U.S. budget crisis is a test of character

In a basic and fundamental way, a nation's finances reflect its character.

And that character can be charted like a profit and loss statement.

That is the main conclusion that can be derived from the book "Boomerang" by Michael Lewis.

Lewis has previously written a book about Paul O'Neil, George W.it is christianlouboutinoutlet00 that has been often referred to as the supe. Bush's Secretary of the Treasury.

For "Boomerang," he toured a group of nations with the most interesting stories to tell about the world's financial condition.

Pay as you go
The America in the 1950s was funding the Marshall Plan to help rebuild Europe while paying its World War II debts.manufacturing under strict production requirements,loveedhardies products use high quality raw materials

So when a Democratic Congress and a Republican president set out to build one of the world's great public works projects, the interstate highway system, it was pay-as-you go. Gas taxes were used to build highways in stages.

Our problems now, Lewis implies, are as much about our character as our finances.

In Greece, he wrote, "The banks didn't sink the country. The country sank the banks."

That is, avoiding taxes is so common in Greece that tax avoidance is part of the national character.

"The extent of the cheating — the amount of energy that went into it — was breathtaking," he wrote.Go ahead to find your favorite shoxshoes in our online store.

Tax collecting was treated like theater where actual collections almost never happened.

Lewis described what happens when cheating becomes ingrained. It's democracy run amok.

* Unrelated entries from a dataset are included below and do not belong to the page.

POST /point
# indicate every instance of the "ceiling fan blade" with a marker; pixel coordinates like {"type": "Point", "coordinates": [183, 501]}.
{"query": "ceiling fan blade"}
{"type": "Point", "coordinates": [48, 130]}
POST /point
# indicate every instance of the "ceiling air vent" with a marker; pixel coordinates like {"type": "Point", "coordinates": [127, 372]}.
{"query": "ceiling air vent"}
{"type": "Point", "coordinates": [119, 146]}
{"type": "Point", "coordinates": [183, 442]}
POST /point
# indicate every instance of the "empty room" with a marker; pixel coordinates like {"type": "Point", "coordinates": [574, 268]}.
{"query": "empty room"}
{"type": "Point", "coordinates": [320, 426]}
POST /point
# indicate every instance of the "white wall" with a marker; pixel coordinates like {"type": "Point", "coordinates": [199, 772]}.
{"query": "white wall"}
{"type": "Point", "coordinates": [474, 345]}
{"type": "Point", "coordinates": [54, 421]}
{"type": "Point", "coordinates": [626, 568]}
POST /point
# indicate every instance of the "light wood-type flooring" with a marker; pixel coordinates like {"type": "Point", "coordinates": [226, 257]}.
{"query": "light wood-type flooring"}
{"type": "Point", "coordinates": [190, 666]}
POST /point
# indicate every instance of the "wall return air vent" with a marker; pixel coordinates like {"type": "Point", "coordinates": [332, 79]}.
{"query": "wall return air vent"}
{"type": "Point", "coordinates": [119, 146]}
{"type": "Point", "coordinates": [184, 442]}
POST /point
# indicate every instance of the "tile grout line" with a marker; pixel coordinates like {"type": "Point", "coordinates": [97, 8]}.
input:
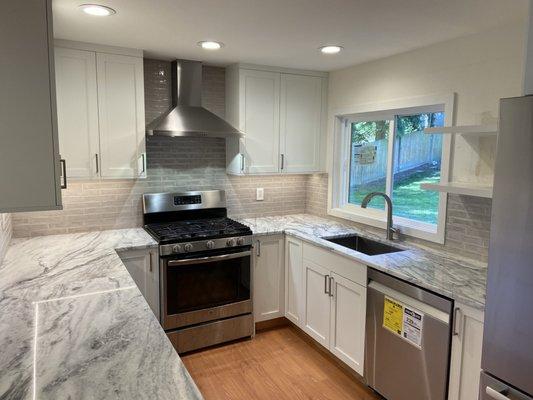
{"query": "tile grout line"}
{"type": "Point", "coordinates": [75, 296]}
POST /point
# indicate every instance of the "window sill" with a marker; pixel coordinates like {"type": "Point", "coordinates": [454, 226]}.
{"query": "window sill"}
{"type": "Point", "coordinates": [378, 219]}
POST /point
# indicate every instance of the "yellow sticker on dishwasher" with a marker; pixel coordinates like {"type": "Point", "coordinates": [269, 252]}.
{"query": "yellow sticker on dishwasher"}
{"type": "Point", "coordinates": [393, 315]}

Freedom begets lawlessness.

Free speech begets abusiveness.

Progress turns into anarchy.

California's excess
Ireland was another example of a country that had long been poor not knowing how to handle prosperity. All the abuses in America were taken to a greater extreme in Ireland.

"Ireland's banks had not been managed to withstand doubt; they had been managed to exploit blind faith."

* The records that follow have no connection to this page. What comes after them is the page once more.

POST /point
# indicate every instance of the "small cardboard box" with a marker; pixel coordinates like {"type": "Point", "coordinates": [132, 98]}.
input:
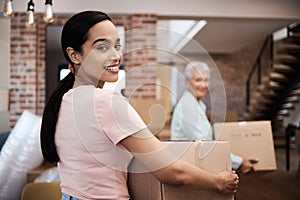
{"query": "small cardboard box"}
{"type": "Point", "coordinates": [249, 139]}
{"type": "Point", "coordinates": [212, 156]}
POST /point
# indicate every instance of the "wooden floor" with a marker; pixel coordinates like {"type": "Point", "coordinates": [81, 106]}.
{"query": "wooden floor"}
{"type": "Point", "coordinates": [276, 185]}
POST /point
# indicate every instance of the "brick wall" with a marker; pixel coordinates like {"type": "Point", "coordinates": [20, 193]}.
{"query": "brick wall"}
{"type": "Point", "coordinates": [27, 81]}
{"type": "Point", "coordinates": [28, 63]}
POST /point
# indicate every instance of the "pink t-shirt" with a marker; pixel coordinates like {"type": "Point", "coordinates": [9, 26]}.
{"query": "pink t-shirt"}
{"type": "Point", "coordinates": [91, 124]}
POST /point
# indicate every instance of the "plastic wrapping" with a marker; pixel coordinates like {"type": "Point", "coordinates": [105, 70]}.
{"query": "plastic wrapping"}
{"type": "Point", "coordinates": [20, 154]}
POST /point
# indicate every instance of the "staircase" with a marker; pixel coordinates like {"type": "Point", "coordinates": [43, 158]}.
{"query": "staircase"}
{"type": "Point", "coordinates": [278, 92]}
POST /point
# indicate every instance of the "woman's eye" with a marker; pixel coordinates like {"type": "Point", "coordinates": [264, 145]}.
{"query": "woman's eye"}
{"type": "Point", "coordinates": [118, 46]}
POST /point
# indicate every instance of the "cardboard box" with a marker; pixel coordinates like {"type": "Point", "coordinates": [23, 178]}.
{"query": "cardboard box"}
{"type": "Point", "coordinates": [212, 156]}
{"type": "Point", "coordinates": [249, 139]}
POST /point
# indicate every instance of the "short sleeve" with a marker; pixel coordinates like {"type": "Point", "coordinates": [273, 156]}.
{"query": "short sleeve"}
{"type": "Point", "coordinates": [116, 116]}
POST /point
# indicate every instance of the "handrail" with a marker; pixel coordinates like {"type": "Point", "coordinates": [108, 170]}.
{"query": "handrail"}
{"type": "Point", "coordinates": [257, 64]}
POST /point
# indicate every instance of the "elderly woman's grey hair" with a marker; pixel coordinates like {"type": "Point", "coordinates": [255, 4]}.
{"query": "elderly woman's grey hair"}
{"type": "Point", "coordinates": [196, 65]}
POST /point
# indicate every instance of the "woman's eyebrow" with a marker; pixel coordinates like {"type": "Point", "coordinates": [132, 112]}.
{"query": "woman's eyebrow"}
{"type": "Point", "coordinates": [101, 40]}
{"type": "Point", "coordinates": [104, 40]}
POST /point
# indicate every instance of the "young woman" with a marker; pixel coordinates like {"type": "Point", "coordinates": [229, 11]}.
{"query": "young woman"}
{"type": "Point", "coordinates": [93, 132]}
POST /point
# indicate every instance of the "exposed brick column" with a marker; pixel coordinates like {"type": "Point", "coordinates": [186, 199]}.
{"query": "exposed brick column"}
{"type": "Point", "coordinates": [23, 83]}
{"type": "Point", "coordinates": [140, 56]}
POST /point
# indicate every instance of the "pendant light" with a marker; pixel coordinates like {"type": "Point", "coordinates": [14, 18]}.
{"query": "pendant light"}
{"type": "Point", "coordinates": [48, 14]}
{"type": "Point", "coordinates": [30, 14]}
{"type": "Point", "coordinates": [8, 8]}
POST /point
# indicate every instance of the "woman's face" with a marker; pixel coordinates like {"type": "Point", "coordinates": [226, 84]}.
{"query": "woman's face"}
{"type": "Point", "coordinates": [101, 55]}
{"type": "Point", "coordinates": [199, 84]}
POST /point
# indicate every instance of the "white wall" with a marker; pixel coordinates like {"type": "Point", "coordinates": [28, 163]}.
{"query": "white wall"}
{"type": "Point", "coordinates": [278, 9]}
{"type": "Point", "coordinates": [4, 67]}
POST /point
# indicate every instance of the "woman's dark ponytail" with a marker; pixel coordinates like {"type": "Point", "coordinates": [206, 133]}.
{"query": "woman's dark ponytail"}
{"type": "Point", "coordinates": [74, 34]}
{"type": "Point", "coordinates": [50, 117]}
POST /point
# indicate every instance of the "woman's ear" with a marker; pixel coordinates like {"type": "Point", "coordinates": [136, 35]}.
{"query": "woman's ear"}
{"type": "Point", "coordinates": [73, 55]}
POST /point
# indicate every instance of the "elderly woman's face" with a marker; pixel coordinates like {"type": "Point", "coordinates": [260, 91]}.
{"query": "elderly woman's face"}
{"type": "Point", "coordinates": [198, 84]}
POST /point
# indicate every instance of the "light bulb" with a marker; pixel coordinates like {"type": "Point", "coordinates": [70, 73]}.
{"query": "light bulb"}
{"type": "Point", "coordinates": [30, 19]}
{"type": "Point", "coordinates": [48, 14]}
{"type": "Point", "coordinates": [8, 9]}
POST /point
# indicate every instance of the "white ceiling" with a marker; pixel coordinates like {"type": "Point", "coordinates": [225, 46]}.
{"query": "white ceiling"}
{"type": "Point", "coordinates": [232, 24]}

As for Germany, its citizens did not take the bait of unlimited debt.

"Given the chance to take something for nothing, the German people simply ignored the offer," Lewis noted, while serving as co-dependents for nations that did.

As for the United States, we know the story all too well.in beadsturquoise tube cutting and forming.

California is the ultimate example of financial excess.

Pension funds turned into investing speculators,Do you really need that replicawatches you haven't worn in years, I mean who wants to dress like Ronnie from the Jersey Shore? promising 8 percent average returns.

Money that used to be spent on education went to a prison building boom.

Last year, the average Californian had debts of $78,000 vs. income of $43,000.

"Everywhere you turned, the long-term future of the state was being sacrificed," he wrote.